We need to use packaging materials more effectively, he explained, by holding them in a ‘closed loop system’ and then reusing them. “That's far better than saying 'we’re never going to use plastic again' and moving to another material which may well have more climate change implications than using exiting plastic. We don't think that is an intelligent way forward."
Intelligent ways forward, he contended, include recycled plastic that’s used as many times as possible and doesn’t ‘fall out of the system’ to go on to pollute rivers and oceans.
“People say it can only be reused 10 times - that is changing. It's not like aluminium which can be used infinitely. But I think they are getting better and better at changing it so you can use it again and again.”
Additives that can be put into plastic so that it disintegrates when it hits sea water are another exciting development. "What we're going to see over the next months is some really interesting innovations coming that will hopefully resolve some of the actual problems relating to plastic -- rather than the perceived problems.”

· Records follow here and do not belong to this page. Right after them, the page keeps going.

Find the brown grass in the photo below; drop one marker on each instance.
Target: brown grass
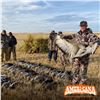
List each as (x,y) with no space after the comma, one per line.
(29,92)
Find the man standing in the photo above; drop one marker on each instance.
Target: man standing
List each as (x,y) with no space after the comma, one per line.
(12,45)
(53,50)
(84,37)
(4,46)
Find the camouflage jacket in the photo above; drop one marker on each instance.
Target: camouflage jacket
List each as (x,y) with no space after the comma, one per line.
(86,38)
(4,41)
(52,45)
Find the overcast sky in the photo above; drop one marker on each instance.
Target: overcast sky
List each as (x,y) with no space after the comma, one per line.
(47,15)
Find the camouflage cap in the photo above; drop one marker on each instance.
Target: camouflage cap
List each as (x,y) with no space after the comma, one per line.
(83,23)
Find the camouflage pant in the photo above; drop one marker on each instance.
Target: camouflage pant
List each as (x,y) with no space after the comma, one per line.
(13,51)
(80,69)
(4,54)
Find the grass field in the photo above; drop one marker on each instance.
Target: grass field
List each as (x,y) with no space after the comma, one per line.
(27,92)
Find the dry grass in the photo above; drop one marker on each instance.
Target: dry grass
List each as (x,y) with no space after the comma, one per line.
(28,92)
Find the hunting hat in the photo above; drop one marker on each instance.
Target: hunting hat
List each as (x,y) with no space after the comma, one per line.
(83,23)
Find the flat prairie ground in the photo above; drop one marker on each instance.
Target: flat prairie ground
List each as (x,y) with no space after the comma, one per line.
(26,92)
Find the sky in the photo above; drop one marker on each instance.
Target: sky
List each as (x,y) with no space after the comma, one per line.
(46,15)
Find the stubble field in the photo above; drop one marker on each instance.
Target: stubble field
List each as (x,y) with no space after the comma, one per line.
(26,89)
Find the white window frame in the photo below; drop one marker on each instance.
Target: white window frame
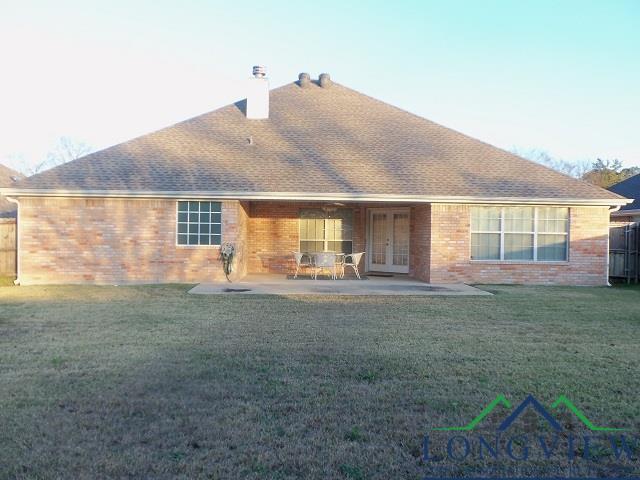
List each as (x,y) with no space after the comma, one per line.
(535,234)
(181,245)
(325,241)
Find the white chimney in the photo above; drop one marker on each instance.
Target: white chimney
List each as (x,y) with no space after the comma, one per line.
(258,95)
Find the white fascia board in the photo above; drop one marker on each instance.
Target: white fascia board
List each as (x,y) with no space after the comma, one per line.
(302,196)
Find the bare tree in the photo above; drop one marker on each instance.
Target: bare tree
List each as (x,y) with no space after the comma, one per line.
(573,169)
(605,172)
(65,150)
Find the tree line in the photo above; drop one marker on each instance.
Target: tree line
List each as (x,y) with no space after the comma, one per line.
(601,172)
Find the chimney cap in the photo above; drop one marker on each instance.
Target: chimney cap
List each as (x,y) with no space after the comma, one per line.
(259,71)
(325,80)
(304,79)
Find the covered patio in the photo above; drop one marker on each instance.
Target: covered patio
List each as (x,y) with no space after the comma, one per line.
(276,284)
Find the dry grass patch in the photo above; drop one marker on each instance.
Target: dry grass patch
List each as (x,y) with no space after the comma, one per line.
(149,382)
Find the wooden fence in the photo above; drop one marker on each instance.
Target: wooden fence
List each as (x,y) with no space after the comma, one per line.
(624,252)
(8,251)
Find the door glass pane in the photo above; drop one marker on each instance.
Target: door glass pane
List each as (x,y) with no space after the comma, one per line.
(485,246)
(401,239)
(518,246)
(379,238)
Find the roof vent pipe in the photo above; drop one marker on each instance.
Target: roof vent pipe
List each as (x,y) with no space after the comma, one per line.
(325,80)
(304,79)
(258,95)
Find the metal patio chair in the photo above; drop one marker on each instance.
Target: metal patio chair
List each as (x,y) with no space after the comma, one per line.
(303,260)
(352,260)
(324,261)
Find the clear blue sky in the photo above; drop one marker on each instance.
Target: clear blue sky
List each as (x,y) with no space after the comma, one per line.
(563,76)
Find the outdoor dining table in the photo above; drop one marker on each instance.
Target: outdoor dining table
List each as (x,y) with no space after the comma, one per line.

The ‘perceived problem’ surrounding plastic, is that it’s more of a sea and river pollution issue as and not so much a climate change issue, he explained. What’s more, to take plastic out of the food chain “would be a disaster for climate change” as it would accelerate the negative consequences of food waste.
This relationship is often lost on consumers, according to those on the food industry. However, Gibbons made the point that on the whole “it can be only positive when consumers get behind an issue and drive genuine change”.
Falafel fallacies
The plant-based trend – fuelled among other things by a desire among consumers to reduce their carbon footprint -- is another area where misconceptions exist. "Around 15% of the average person's carbon footprint comes from their diet and the majority of that comes from meat and particularly beef,” noted Gibbons. “But it is beef farmed in a particular way.”
The beef industry, he claimed, has failed to be clear about the differences between different types of beef farming and ‘therefore the whole of beef is being put into one block’. “Even in the chicken market people know the difference between free-range and battery and caged. They just haven’t achieved that in beef,” he said.
"The truth is we eat too much meat. We should eat more plant-based just from a health perspective. And if this consumer pull can move people to eat less meat and a more balanced diet, that will be really brilliant thing. If that reduces meat consumption at the lower end of intensive grain-fed beef farming, then that is a good thing."
He continued: “One of the fundamentals of regenerative farming is that you have livestock because they deliver a fundamental part in fertilizing that land and making it better to store carbon in the soil and deliver nutrients.
“The concept that livestock shouldn’t be a part of our farming community is utterly misguided. But I do think that we need to take out the bad part of farming and if a consequence of that is that people eat more plant-based food and change their diet, then that's going to be an incredible positive outcome.”
‘We’re at a turning point’
Good Business began in 1996. It’s worked with the likes of Coca-Cola and the Kellogg Company, helping them manage their social and environmental impacts.
"We're at a really interesting inflection point at present,” said Gibbons.
Over the past nearly 25 years his organisation has given big corporate firms the tools to measure, manage and act on their non-financial impacts. In many ways they are doing that, he noted, but they are ‘not doing it fast enough for the changes that are happening in society’.
“Climate change continues to take over, and equality is prevalent in most communities,” he told us. “2020 is a real turning point where business needs to go from evolution to transformation. And when it goes to transformation it will get the support of consumers, government, investors and shareholders.”
The halo effect
But it is often complained that many big companies jump on the bandwagon of sustainability issues to benefit from something of a halo effect. Unilever CEO Alan Jope, for one, has warned this fact threatens the industry’s credibility.
Gibbons’ message to food firms is to recognise that climate change and equality are two ‘totemic issues’ that are an increasingly important part of consumer preference. Those using commitment to sustainability and social responsibility “as a communications technique are going to be caught out. People want to see real change - if they don’t see change I genuinely believe they will start to change their consumer behaviour."